WASHINGTON: Donald Trump a renvoyé une nouvelle proposition d'accord plus stricte à l'Iran pour mettre fin à la guerre, alors qu'une entente semblait se rapprocher ces derniers jours, affirment samedi des médias américain.

D'après le New York Times, citant samedi des responsables ayant connaissance des tractations, le président américain a durci certains termes de la proposition qui était sur la table et a adressé ce nouveau plan à Téhéran.

Le média américain n'est pas en mesure de préciser les changements apportés par le républicain. Mais selon le site Axios, il souhaitait renforcer la position de Washington sur plusieurs aspects qu'il considère personnellement comme importants, notamment le sort des matériaux nucléaires iraniens.

M. Trump a maintes fois répété qu'il était exclu que Téhéran se dote de l'arme atomique, et exige que son stock d'uranium hautement enrichi soit détruit.

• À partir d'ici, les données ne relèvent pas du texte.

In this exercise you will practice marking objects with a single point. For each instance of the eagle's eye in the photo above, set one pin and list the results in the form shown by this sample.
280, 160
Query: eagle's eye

La question du nucléaire est l'un des principaux points de friction dans les négociations pour mettre fin à la guerre déclenchée le 28 février par l'offensive israélo-américaine contre la République islamique.

Parmi les autres priorités du président figurent la réouverture et le déminage du détroit d'Ormuz par l'Iran, qui en bloquant cette voie d'eau perturbe gravement les approvisionnements en carburant et l'économie mondiale en général.

Les modifications apportées par Donald Trump pourraient encore prolonger les négociations. Des sources américaines ont indiqué à l'AFP que le président n'avait pas décidé de signer la proposition sur son bureau vendredi, après une réunion de crise à la Maison Blanche.

Dans la soirée, un responsable de la présidence avait affirmé que Donald Trump ne signerait un accord "que s'il est bon pour l'Amérique et que ses lignes rouges sont satisfaites".